Pese a que en los contratos de alquiler rige la libertad de forma (el acuerdo se puede formalizar de forma oral) es preferible que todo conste por escrito. Las ventajas del contrato son muchas. No sólo es un instrumento legal que ayudará a probar el incumplimiento de alguna de las partes, sino que es imprescindible para la obtención de ayudas y subvenciones fiscales. Un punto relevante, y sobre el que se constata un gran desconocimiento, es el tiempo máximo que puede mantenerse en vigor un contrato de alquiler. Siempre que no haya pactado otro plazo, el inquilino tiene derecho a disfrutar de la vivienda arrendada durante cinco años. Y el casero está obligado a prorrogar el acuerdo año a año hasta cumplir los cinco, mientras que el inquilino puede rescindir el contrato al final de cada año. Eso sí, está obligado a comunicárselo al dueño con una antelación mínima de 30 días. Una vez cumplidos los cinco años y si ninguna de las partes comunica lo contrario, el contrato se renueva de forma automática por periodos anuales hasta que transcurran tres años más. Si el inquilino cumple el contrato y paga las cuotas, el dueño sólo puede reclamar la vivienda durante el periodo de alquiler pactado si la necesita como vivienda permanente para sí mismo.

ALQUILAR CON GARANTÍAS

Antes de que la nueva normativa entre en vigor, inquilino y propietario tienen a mano una Garantía de Alquiler que les protege ante posibles abusos y conductas de mala fe por parte del otro, además de hacerlo con mayor rapidez y menores gastos que la justicia ordinaria. Se trata de un impreso oficial que firman de forma voluntaria propietario e inquilino y por el que se comprometen a someterse a un proceso de arbitraje si incumplen el contrato de arrendamiento. Este documento cuesta 52 euros y se puede adquirir a través de las agencias inmobiliarias que suscriben este acuerdo, o solicitarla en la web del PNAG o en el teléfono 902-21 71 21. Además, se puede comprar en gestorías administrativas, despachos de abogados y asociaciones de consumidores.

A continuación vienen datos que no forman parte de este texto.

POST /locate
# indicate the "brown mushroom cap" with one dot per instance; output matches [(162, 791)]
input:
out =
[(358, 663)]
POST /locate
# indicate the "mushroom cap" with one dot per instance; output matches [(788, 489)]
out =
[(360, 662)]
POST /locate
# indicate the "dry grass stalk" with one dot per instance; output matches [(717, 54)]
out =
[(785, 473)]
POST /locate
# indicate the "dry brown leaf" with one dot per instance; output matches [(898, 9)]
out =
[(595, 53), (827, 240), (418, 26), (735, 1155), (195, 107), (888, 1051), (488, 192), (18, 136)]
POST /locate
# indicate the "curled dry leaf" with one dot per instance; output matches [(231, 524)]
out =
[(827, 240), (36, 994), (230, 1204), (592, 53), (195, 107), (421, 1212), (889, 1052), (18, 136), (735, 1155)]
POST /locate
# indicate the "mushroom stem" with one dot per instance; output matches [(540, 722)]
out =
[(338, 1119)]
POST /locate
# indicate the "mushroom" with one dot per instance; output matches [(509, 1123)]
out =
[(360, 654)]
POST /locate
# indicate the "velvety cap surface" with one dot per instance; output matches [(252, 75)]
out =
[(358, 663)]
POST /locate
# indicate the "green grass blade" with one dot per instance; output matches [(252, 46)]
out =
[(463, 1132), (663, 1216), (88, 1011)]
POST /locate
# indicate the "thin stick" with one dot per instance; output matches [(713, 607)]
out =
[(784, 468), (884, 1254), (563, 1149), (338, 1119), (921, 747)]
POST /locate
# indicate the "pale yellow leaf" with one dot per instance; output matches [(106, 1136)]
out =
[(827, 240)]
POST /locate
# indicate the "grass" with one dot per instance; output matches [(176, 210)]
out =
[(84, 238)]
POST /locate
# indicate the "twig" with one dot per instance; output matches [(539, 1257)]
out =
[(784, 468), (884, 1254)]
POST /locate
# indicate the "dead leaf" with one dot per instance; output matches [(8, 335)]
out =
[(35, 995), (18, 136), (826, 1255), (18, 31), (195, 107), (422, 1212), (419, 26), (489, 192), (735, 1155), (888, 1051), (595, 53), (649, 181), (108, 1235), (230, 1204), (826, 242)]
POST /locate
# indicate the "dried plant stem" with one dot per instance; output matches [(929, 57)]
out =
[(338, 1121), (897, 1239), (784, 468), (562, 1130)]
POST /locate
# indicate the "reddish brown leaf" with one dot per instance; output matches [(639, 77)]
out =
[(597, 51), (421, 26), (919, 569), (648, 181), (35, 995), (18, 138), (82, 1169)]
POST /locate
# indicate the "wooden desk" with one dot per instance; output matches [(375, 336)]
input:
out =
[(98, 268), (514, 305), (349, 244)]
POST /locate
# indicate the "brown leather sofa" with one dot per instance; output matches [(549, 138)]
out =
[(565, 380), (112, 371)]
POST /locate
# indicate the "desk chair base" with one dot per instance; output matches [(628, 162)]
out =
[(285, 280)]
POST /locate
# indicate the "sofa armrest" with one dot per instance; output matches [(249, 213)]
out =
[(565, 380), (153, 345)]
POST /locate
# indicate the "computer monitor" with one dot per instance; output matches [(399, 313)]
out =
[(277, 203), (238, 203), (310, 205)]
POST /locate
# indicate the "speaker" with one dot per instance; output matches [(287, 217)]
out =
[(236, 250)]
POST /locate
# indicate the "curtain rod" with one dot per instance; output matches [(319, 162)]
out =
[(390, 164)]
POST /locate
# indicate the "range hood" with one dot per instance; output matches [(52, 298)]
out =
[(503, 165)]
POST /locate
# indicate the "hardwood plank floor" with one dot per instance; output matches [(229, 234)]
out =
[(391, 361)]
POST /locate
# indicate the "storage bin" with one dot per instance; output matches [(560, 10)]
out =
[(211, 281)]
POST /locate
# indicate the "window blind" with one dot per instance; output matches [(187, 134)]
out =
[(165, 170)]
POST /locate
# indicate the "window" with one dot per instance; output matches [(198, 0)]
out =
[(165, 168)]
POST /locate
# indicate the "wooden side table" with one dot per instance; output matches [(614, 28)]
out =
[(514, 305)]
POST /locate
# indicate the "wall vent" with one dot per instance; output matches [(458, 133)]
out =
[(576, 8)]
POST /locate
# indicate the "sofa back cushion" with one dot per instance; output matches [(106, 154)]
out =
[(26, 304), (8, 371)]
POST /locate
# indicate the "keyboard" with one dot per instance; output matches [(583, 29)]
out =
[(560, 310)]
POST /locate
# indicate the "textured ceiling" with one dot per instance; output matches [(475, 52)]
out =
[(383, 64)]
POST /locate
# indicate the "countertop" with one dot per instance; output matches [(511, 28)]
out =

Si durante el arrendamiento surge un problema -impagos u oposición del propietario a realizar las reparaciones que prometió en el contrato, por ejemplo- y una de las partes quiere hacer valer sus derechos, sólo se debe presentar una reclamación en la Corte de Arbitraje. Y es entonces cuando se inicia un proceso que durará aproximadamente un mes. La Corte emitirá un laudo de obligado cumplimiento, tan válido como una sentencia judicial, y el condenado dispondrá de 20 días para dar solución al problema. Además, como ha perdido el proceso, hará frente a gastos ya prefijados: 90 euros por las costas y 55 por las notificaciones administrativas. Sólo si la parte condenada no acatara lo establecido o no lo hiciera en el plazo fijado se iniciaría la fase de ejecución, cuya duración es de unos dos meses y se realiza inmediatamente a través del Juzgado de Primera Instancia. Aun así, los morosos pueden ser desahuciados en un plazo máximo de tres meses mediante arbitraje institucional, frente a los 18 meses que puede durar un proceso judicial ordinario. La ventaja está a la vista.